Mit 212 Ja- und 19 Nein-Stimmen sowie acht Enthaltungen sorgten die Delegierten des 129. Deutschen Ärztetags in Leipzig mit überwältigender Mehrheit für die Einführung der neuen Gebührenordnung für Ärzte (GOÄ). Aus allgemeinärztlicher Sicht wird vor allem die Stärkung der Beziehungsmedizin begrüßt.
Im Vorfeld des Ärztetags hatten vor allem fachärztliche Verbände die neue GOÄ bekämpft und viel Stimmung gemacht. Rund 50 Wortmeldungen zeigten großen Gesprächsbedarf zum Thema an. Am Ende ging es trotzdem schnell und sehr glatt. Die Bundesärztekammer und der Verband der privaten Krankenversicherer werden die neue GOÄ nun an das Bundesgesundheitsministerium weiterreichen und um eine Rechtsverordnung bitten. Die Klarheit und Geschlossenheit des Votums wird die neue Bundesgesundheitsministerin Nina Warken unter Druck setzen, zumal sie sich ja bereits in Leipzig positiv zur GOÄneu geäußert hat. Eigentlich bleibt ihr kaum etwas Anderes als die GOÄ zu genehmigen – eigentlich …

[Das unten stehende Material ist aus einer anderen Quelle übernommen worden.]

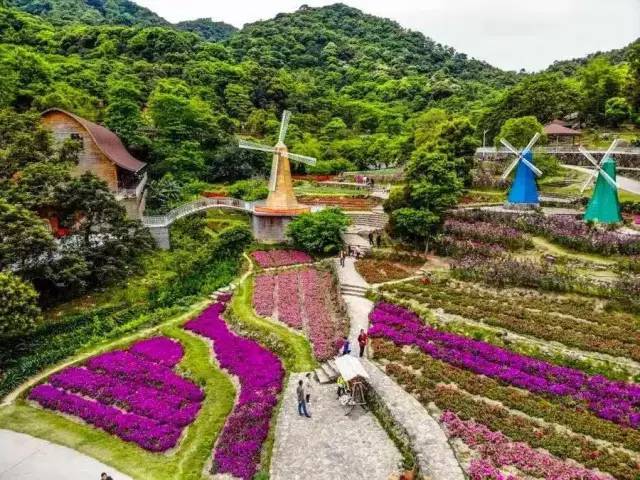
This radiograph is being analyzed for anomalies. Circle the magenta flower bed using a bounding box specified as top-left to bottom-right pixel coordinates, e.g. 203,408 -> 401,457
276,271 -> 308,330
251,250 -> 313,268
440,412 -> 611,480
370,303 -> 640,428
253,274 -> 276,317
29,337 -> 204,452
185,302 -> 284,480
253,267 -> 346,360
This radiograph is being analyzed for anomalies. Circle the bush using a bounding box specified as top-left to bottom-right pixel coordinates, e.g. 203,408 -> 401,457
287,208 -> 351,254
0,272 -> 40,337
227,180 -> 269,202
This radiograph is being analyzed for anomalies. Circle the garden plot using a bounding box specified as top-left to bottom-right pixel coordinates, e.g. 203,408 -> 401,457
253,267 -> 348,360
29,337 -> 204,452
384,279 -> 640,361
370,304 -> 640,480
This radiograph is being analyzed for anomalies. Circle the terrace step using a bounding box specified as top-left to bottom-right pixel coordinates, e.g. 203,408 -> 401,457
320,362 -> 339,381
314,367 -> 331,384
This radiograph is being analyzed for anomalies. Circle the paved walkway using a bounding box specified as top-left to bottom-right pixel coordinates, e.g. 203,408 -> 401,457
270,374 -> 400,480
0,430 -> 132,480
338,259 -> 465,480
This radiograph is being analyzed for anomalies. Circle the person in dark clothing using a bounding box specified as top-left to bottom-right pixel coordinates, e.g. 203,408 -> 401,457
296,380 -> 311,418
342,337 -> 351,355
358,329 -> 369,357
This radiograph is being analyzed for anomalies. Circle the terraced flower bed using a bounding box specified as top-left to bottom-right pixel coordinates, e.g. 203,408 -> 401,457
386,280 -> 640,361
29,337 -> 204,452
251,250 -> 313,268
253,268 -> 348,360
371,304 -> 640,480
356,258 -> 417,284
185,297 -> 284,480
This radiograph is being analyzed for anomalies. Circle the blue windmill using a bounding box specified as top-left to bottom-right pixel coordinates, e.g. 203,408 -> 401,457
500,133 -> 542,206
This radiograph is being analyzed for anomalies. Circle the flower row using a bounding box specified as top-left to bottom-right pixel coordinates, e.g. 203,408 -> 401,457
253,268 -> 346,360
29,337 -> 204,452
185,299 -> 284,480
370,304 -> 640,428
440,411 -> 611,480
251,250 -> 313,268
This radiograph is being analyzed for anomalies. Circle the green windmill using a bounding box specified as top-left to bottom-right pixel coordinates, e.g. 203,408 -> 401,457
579,139 -> 622,223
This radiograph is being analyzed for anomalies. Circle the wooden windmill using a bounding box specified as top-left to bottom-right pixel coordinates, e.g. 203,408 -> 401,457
579,139 -> 622,223
500,133 -> 542,205
240,110 -> 316,213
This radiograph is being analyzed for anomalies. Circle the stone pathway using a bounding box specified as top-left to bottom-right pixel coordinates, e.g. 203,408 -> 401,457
0,430 -> 132,480
338,259 -> 465,480
270,374 -> 402,480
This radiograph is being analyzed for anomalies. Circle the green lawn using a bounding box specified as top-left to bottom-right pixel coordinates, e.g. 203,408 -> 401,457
0,316 -> 235,480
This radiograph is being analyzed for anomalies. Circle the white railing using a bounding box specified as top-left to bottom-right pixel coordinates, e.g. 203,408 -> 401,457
142,197 -> 254,227
476,145 -> 640,155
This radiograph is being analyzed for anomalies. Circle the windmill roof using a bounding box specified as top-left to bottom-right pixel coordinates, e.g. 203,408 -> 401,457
544,121 -> 582,136
41,108 -> 147,173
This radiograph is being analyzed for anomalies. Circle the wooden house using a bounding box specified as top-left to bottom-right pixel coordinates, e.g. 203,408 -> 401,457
42,108 -> 147,218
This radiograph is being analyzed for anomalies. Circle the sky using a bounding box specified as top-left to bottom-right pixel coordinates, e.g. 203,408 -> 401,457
134,0 -> 640,71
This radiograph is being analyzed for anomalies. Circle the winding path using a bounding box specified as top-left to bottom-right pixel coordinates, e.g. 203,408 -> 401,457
336,258 -> 465,480
0,430 -> 132,480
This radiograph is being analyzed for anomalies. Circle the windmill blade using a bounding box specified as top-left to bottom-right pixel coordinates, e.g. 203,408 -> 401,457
285,152 -> 317,165
269,155 -> 280,192
580,172 -> 598,193
578,145 -> 600,169
520,157 -> 542,177
278,110 -> 291,143
522,132 -> 540,153
502,155 -> 520,180
238,140 -> 276,153
500,138 -> 521,157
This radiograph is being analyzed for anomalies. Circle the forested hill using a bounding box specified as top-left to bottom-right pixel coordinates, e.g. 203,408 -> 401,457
229,4 -> 514,85
6,0 -> 169,26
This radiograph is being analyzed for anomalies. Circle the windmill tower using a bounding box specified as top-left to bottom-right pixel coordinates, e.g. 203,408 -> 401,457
579,139 -> 622,224
239,110 -> 316,214
240,110 -> 316,242
500,133 -> 542,207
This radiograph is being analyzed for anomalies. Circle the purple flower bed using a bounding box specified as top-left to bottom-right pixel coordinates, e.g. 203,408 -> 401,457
251,250 -> 313,268
370,303 -> 640,428
185,302 -> 284,480
29,337 -> 204,452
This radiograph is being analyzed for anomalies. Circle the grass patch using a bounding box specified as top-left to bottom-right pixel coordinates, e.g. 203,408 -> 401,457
0,318 -> 235,480
225,276 -> 317,372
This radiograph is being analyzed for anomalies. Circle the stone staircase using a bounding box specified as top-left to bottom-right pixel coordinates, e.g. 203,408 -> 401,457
314,360 -> 340,384
340,283 -> 367,298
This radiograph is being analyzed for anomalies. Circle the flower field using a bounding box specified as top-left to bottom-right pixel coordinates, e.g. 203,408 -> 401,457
370,303 -> 640,480
251,250 -> 313,268
185,297 -> 284,480
378,280 -> 640,361
253,268 -> 348,360
29,337 -> 204,452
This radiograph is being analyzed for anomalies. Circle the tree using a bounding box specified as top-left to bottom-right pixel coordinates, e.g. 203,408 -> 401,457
495,116 -> 546,148
0,198 -> 55,271
0,271 -> 40,337
286,208 -> 351,255
604,97 -> 631,127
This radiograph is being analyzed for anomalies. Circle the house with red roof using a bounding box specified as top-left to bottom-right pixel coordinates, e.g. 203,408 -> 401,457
42,108 -> 147,218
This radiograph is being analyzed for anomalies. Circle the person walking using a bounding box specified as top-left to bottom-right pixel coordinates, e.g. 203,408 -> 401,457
296,380 -> 311,418
304,372 -> 313,403
358,328 -> 369,358
342,337 -> 351,356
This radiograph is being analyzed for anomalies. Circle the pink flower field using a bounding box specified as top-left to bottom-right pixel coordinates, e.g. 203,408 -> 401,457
251,250 -> 313,268
29,337 -> 204,452
253,268 -> 347,360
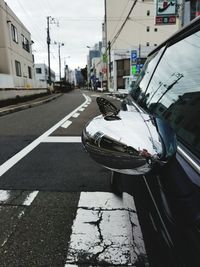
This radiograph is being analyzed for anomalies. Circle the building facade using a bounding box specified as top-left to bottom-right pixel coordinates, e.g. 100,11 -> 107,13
0,0 -> 36,88
103,0 -> 199,90
35,64 -> 56,88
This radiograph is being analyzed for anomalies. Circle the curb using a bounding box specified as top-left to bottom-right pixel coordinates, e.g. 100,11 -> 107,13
0,93 -> 63,116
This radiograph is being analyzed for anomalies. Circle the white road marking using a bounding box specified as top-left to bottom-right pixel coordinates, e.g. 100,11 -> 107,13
72,112 -> 80,118
65,192 -> 147,267
61,121 -> 72,129
22,191 -> 39,206
43,136 -> 81,143
0,94 -> 90,176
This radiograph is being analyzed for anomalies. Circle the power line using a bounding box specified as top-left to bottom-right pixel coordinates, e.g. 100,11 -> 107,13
107,1 -> 130,41
111,0 -> 137,46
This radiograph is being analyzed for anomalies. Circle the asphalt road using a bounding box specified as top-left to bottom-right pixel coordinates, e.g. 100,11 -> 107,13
0,90 -> 175,267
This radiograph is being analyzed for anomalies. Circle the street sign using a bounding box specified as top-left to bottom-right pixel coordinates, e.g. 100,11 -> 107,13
131,50 -> 137,63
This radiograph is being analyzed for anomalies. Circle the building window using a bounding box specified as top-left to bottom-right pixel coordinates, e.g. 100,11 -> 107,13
36,68 -> 42,74
15,60 -> 22,77
22,35 -> 30,52
11,24 -> 18,43
28,66 -> 32,79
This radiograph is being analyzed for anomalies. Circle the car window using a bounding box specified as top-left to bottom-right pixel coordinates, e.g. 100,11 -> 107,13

Hausärzteverband lobt richtige
Entscheidung des Ärztetags
Eine richtige Entscheidung sehen die Bundesvorsitzenden des Hausärztinnen- und Hausärzteverbandes, Prof. Nicola Buhlinger-Göpfarth und Dr. Markus Beier, in dem Votum: „Damit ist klar: Die Ärzteschaft steht hinter der GOÄ-Reform! Nach Jahrzehnten des Verhandelns ist das ein wirklicher Durchbruch. Die Bundesärztekammer mit Dr. Klaus Reinhardt an der Spitze hat gute Arbeit geleistet und den Reformprozess über Jahre hinweg geduldig und transparent vorangetrieben. Mit der neuen GOÄ würde nicht nur die Zuwendungsmedizin endlich vernünftig vergütet werden, sie würde auch für Transparenz und Rechtssicherheit sorgen. Die aktuelle Situation, bei der häufig weder die Patientinnen und Patienten noch die Kolleginnen und Kollegen nachvollziehen können, was warum wie abgerechnet werden muss, ist nicht länger hinnehmbar. Jetzt ist das Bundesgesundheitsministerium am Zug. Ärzteschaft und PKV haben geliefert und wie verlangt einen guten Kompromiss vorgelegt. Es gibt jetzt keine Ausreden mehr. Das Bundesgesundheitsministerium muss die GOÄ nun zeitnah erlassen – und zwar besser heute als morgen.“ In Leipzig trat auch Prof. Buhlinger-Göpfarth ans Rednerpult und stellte fest: „Das Wort, das Gespräch, die Beziehungsmedizin – das droht in den Hintergrund zu geraten.“ Die Allgemeinärztin freute sich über eine neue Gewichtung im Gesundheitssystem und sah gar eine „Renaissance des ärztlichen Selbstverständnisses“ am Horizont.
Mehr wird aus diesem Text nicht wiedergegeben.